Think about conservation of energy with regards to a mass-spring system: ##\frac 1 2 m {\frac {dx} {dt}}^2+mg(h-x)+\frac 1 2 kx^2=constant## where h is the max height. Imagine we drop it from when the displacement in the spring is zero.
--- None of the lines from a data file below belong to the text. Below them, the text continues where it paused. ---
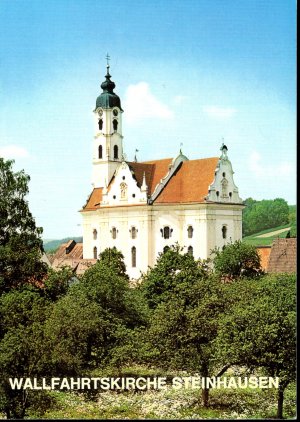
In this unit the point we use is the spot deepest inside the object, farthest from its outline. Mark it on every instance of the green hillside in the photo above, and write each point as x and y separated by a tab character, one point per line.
268	236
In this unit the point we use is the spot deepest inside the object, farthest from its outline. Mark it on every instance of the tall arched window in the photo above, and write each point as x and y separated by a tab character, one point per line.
115	124
133	232
190	232
133	256
116	151
224	232
166	232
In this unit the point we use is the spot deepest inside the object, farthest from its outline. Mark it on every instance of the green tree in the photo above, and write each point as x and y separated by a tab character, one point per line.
22	347
90	322
259	331
159	282
186	302
265	214
237	260
184	327
20	238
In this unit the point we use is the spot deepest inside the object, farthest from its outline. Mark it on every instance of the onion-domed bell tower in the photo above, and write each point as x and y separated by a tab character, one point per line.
108	144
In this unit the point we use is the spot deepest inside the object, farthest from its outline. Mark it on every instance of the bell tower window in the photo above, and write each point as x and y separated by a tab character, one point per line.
116	152
133	256
100	152
224	232
115	125
190	232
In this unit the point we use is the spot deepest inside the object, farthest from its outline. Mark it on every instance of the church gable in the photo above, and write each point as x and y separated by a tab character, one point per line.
223	188
190	183
124	189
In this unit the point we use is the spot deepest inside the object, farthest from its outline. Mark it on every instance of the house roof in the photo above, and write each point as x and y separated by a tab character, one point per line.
189	183
283	256
264	254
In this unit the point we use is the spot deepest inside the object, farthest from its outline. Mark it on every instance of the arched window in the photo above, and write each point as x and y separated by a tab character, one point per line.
114	233
133	256
224	184
116	152
133	232
190	232
100	152
123	188
115	124
166	232
224	232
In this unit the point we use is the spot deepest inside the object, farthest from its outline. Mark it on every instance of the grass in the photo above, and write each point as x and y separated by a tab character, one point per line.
170	404
266	241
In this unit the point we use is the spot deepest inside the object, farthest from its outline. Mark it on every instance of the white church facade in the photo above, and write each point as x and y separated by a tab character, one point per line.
143	207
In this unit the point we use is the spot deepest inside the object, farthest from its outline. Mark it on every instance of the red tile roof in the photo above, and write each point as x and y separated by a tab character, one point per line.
189	184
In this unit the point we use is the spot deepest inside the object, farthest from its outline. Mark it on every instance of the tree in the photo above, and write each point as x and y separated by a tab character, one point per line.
22	346
184	327
237	260
186	302
265	214
20	238
99	311
260	329
160	281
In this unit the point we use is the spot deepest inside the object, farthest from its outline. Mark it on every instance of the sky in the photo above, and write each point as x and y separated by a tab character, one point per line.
191	74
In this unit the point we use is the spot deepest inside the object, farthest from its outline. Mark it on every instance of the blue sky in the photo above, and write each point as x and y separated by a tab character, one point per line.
188	72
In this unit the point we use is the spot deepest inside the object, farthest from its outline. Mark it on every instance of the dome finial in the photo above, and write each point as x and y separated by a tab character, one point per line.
107	62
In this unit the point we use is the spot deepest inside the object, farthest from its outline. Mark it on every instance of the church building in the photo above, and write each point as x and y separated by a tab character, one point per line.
143	207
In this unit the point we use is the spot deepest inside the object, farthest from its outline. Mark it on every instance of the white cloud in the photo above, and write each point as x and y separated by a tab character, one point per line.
141	104
13	151
261	168
219	112
179	99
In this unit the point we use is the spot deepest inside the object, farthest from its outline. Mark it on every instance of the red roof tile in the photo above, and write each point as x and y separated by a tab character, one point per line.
190	183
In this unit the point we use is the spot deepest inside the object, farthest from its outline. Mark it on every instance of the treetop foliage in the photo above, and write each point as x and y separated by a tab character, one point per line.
237	260
20	238
265	214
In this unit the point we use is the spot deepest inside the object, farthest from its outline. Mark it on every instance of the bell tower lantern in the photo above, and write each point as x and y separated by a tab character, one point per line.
108	139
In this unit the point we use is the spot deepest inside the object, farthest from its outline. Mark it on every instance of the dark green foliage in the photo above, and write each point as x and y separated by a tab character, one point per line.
22	346
56	283
91	324
237	260
259	331
265	214
171	268
114	259
20	239
52	245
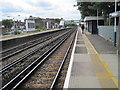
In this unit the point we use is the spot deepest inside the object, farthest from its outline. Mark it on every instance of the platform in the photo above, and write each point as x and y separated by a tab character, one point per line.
94	63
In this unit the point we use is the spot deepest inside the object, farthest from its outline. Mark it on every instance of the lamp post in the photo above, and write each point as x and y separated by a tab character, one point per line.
115	24
97	18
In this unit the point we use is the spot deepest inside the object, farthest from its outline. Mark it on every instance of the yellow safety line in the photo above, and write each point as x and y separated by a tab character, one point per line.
103	63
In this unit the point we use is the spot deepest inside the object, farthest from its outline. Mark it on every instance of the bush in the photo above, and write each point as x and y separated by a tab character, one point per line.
17	32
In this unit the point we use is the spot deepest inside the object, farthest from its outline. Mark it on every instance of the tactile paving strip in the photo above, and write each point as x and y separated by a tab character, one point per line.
81	50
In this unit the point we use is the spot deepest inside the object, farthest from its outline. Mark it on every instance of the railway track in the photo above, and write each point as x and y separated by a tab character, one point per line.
18	54
18	49
37	61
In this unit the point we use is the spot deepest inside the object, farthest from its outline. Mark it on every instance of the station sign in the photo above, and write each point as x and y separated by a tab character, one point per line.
114	14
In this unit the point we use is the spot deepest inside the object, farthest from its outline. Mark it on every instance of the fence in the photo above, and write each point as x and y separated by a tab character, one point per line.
107	32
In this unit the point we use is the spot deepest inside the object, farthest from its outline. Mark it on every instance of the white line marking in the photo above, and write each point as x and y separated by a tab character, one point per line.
67	79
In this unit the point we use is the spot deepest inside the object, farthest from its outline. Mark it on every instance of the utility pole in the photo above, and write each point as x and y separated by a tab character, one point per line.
115	24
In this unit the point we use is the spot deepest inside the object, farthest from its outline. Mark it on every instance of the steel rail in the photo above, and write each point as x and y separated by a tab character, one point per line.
25	56
14	53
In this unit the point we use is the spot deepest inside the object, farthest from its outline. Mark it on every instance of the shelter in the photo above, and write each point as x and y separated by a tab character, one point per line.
92	22
117	32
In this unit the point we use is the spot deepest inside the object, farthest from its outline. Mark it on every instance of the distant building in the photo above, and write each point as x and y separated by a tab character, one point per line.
49	23
30	24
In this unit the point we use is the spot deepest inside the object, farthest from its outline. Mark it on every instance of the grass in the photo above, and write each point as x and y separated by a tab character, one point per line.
22	34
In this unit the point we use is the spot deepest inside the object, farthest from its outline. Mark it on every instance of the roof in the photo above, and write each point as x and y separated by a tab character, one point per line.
91	18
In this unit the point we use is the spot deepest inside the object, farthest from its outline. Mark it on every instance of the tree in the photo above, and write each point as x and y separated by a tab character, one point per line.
7	23
57	20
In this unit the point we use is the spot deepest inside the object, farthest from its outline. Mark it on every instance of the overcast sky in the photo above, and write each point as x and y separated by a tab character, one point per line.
41	8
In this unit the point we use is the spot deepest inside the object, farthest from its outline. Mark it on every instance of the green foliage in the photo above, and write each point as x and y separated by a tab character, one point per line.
7	23
57	20
37	26
16	32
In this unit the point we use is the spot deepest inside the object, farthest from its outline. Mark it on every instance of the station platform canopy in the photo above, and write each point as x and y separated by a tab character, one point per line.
98	0
92	18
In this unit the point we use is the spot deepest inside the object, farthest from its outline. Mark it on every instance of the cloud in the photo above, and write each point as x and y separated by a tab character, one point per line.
41	8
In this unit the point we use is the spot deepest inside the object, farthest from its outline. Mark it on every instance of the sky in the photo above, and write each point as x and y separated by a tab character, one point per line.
39	8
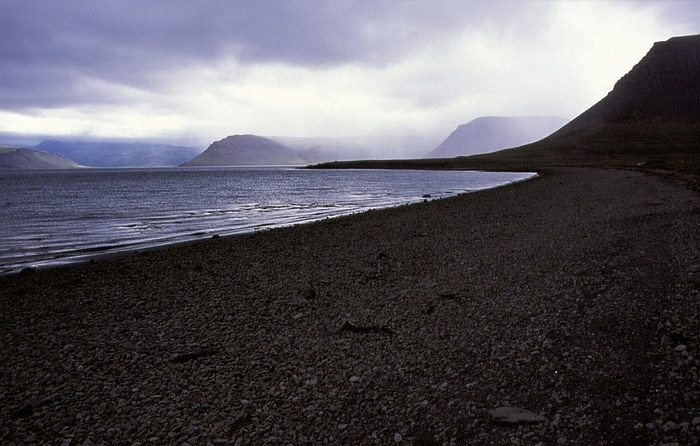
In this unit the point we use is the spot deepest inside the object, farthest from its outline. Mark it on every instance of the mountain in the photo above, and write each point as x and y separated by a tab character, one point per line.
490	133
651	116
120	154
326	152
18	158
240	150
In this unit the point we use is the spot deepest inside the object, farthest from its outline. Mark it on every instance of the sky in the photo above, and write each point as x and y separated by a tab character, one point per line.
194	72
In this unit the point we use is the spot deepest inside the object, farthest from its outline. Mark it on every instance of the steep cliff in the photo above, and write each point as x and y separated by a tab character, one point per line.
652	115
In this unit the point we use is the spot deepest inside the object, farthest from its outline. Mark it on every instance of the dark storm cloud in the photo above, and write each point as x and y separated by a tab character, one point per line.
55	53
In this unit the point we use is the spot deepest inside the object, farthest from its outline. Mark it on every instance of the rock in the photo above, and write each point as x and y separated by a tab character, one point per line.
515	415
671	426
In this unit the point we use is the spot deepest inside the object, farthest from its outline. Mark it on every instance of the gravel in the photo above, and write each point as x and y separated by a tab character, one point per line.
572	297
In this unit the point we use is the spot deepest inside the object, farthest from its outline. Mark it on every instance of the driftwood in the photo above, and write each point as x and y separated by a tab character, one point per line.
347	326
179	359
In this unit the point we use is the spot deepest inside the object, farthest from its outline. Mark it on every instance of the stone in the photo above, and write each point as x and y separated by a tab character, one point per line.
670	426
515	415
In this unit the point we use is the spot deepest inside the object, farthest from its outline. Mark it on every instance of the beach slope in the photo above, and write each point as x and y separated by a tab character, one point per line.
572	296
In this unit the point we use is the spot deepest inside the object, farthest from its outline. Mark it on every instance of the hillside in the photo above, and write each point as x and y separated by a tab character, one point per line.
651	118
120	154
490	133
18	158
241	150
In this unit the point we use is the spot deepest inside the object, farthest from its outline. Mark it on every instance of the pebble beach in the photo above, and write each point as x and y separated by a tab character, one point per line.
561	310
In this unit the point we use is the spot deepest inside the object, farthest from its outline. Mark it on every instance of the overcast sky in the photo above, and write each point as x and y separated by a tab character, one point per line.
195	72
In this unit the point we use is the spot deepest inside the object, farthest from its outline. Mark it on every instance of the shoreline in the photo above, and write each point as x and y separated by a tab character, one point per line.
569	295
120	247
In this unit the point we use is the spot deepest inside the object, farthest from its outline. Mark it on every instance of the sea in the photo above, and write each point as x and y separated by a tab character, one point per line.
58	217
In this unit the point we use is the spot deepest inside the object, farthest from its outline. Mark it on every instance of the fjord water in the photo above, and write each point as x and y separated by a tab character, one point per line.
64	216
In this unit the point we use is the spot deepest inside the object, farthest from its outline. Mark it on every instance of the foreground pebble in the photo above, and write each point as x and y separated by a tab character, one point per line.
568	296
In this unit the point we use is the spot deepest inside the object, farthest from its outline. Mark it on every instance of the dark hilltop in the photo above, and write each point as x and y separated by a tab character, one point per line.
650	119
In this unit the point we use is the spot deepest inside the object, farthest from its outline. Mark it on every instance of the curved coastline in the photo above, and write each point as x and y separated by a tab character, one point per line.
572	296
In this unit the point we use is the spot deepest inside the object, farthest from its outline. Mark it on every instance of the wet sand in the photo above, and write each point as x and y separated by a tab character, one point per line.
573	296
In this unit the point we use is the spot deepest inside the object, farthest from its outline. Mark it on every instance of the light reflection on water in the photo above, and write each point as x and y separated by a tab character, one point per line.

Putting this in terms of time we can get
##\frac 1 2 m(A \omega sin(\omega t))^2+mg(h-Acos(\omega t))+\frac 1 2 k(Acos(\omega t))^2=constant##
Taking the rate of change with respect to time we get
##mA^2 \omega^3 sin(\omega t)cos(\omega t)+mgA \omega sin(\omega t)-kA^2 cos(\omega t)sin(\omega t)=0##
Putting the rate of change of the potential energies on one side and the kinetic energy on the other, we get
##mA^2 \omega^3 sin(\omega t)cos(\omega t)=kA^2 cos(\omega t)sin(\omega t)-mgA \omega sin(\omega t)##
which simplifies to
##mA\omega^3 cos(\omega t) = kAcos(\omega t)-mg\omega##.
As you can see, the rate of change is driven by ##cos(\omega t)## for both.
This was quick and dirty, so if I made any errors somewhere, someone feel free to correct me.